As you can see, [B] in Figure 2 sets up a requirement for any requester implementing the IReminder interface by defining the initialization of three procedure pointers with the addresses for each of the three callback functions defined and depicted in the IReminder interface in Figure 1. This requirement ensures that the three functions (required by the service provider) will be implemented by the requester; otherwise, the program will fail to be created during the binding step and will result in messages like these:
Definition not found for symbol 'get_approval'.
Definition not found for symbol 'get_addressee'.
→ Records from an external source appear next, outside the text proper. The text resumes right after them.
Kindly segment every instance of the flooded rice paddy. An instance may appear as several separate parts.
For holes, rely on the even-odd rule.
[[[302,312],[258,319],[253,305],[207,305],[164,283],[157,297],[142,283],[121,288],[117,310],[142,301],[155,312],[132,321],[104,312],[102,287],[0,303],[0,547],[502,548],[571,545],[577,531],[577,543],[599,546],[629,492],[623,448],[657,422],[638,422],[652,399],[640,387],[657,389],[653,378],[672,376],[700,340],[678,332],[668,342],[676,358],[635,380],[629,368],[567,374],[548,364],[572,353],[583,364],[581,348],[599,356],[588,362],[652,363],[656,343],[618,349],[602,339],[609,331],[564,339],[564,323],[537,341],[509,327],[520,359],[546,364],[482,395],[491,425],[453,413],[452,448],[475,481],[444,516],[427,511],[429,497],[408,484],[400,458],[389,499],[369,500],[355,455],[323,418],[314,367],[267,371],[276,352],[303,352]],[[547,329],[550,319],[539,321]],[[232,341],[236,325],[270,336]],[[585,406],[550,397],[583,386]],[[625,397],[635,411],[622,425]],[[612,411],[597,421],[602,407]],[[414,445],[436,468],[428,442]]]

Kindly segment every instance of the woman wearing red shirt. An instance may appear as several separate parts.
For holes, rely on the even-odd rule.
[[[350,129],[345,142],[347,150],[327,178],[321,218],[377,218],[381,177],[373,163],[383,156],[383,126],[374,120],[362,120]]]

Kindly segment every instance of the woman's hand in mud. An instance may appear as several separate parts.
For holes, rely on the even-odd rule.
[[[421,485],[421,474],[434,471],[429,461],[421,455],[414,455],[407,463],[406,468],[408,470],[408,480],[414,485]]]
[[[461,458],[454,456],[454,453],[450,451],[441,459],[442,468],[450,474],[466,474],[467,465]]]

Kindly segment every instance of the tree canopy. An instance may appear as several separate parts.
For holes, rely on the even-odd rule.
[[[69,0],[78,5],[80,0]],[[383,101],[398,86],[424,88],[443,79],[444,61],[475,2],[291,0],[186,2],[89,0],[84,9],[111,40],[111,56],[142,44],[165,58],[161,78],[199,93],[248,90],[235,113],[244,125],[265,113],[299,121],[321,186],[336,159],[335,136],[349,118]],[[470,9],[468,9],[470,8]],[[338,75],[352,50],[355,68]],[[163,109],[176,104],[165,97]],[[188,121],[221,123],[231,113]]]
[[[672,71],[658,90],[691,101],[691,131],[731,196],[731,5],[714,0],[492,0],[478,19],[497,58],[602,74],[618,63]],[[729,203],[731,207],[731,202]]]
Figure 2 section [C] ensures the service provider uses the same IReminder interface definition as the requester providing the callback services by residing in the same /Copy member, but it omits the initialization of the procedure pointers since it will be the recipient of the requester's initialized version on the callout to print_reminder(), which takes an IReminder type as its only argument, as shown in [D] of Figure 2 prototyping the print_reminder function. Whereas [B] and [C] of Figure 2 establish a consistent definition of the IReminder interface, [D] provides the callout that initiates the handshake requirement between the requester and service provider. While failing to include a call to print_reminder() in TEST1099 shown in Figure 3 [J] and [K] will not cause TEST1099 to fail the compile and binding steps, failure to include the call will prevent successful results from being achieved--something that will not go unnoticed. The IReminder /copy establishes the ground rules for subsequent communication between the requester and service provider of reminder letter services.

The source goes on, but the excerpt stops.